Strategic Implications of Huthi Expansionism, Perpetual Insecurity and Internal War in Yemen

By Adam Seitz
Submitted to Session P4302 (Yemen: From Zaydi Revivalism to Huthi Expansionism, 2016 Annual Meeting
Intl Rltns/Aff
Security Studies;
LCD Projector without Audio;
A historical commercial and migrant intersection, Yemen’s strategic location at the mouth of the Red Sea and crossroad of three continents have contributed greatly to regional and international interest in Yemen’s internal security. Renewed regional and international geopolitical competition, continued efforts to combat the threat of international terrorism and Islamic extremism emanating from the region, and changes to the flow of oil resources due to other regional security concerns have only increased Yemen’s strategic importance to the global economy and a priority in the national security agendas of regional and international actors alike. Such considerations have not been lost on Yemen’s domestic incumbent and insurgent political, tribal and military elites, contributing, in part, to domestic political and military strategies meant to perpetuate a perception of internal insecurity that threaten the strategic interests of external regional and international stakeholders.

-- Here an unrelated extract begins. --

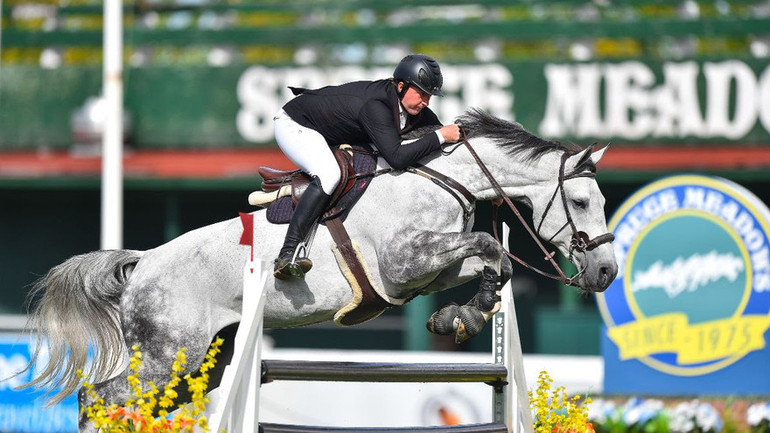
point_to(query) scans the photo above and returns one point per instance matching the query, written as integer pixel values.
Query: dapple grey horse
(413, 235)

The paper examines Huthi expansionism in the broader context of a domestic elite strategic culture that promotes perpetual insecurity and internal war, and namely how strategic considerations of regional and international actors influence the policies and actions of Yemen’s domestic elites, both incumbents (elites within the system) and insurgents (elites excluded from or opposed to the system), through comparison of three periods of the internal war in the Yemen (1994, 2004-2011, 2015-present).

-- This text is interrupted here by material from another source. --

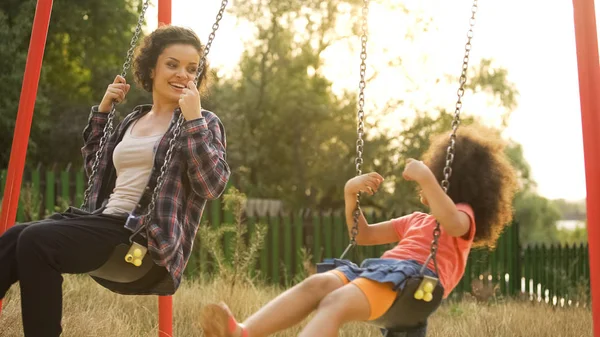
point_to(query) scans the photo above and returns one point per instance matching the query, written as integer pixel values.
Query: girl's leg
(343, 305)
(46, 250)
(286, 310)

The history of internal war in Yemen has shown that conflict creates unlikely alliances and strange bedfellows, and the current conflict is no different, owing to a strategic logic of perpetuating conflict and creating/exacerbating divisions in an effort to consolidate/seize power. The paper utilizes theoretical and comparative approaches as a tool for analyzing the strategic factors and decision making that have contributed to perpetual insecurity punctuated by periods internal war in Yemen, with a particular emphasis in understanding the strategic dynamics driving Huthi expansionism and domestic, regional and international responses to it.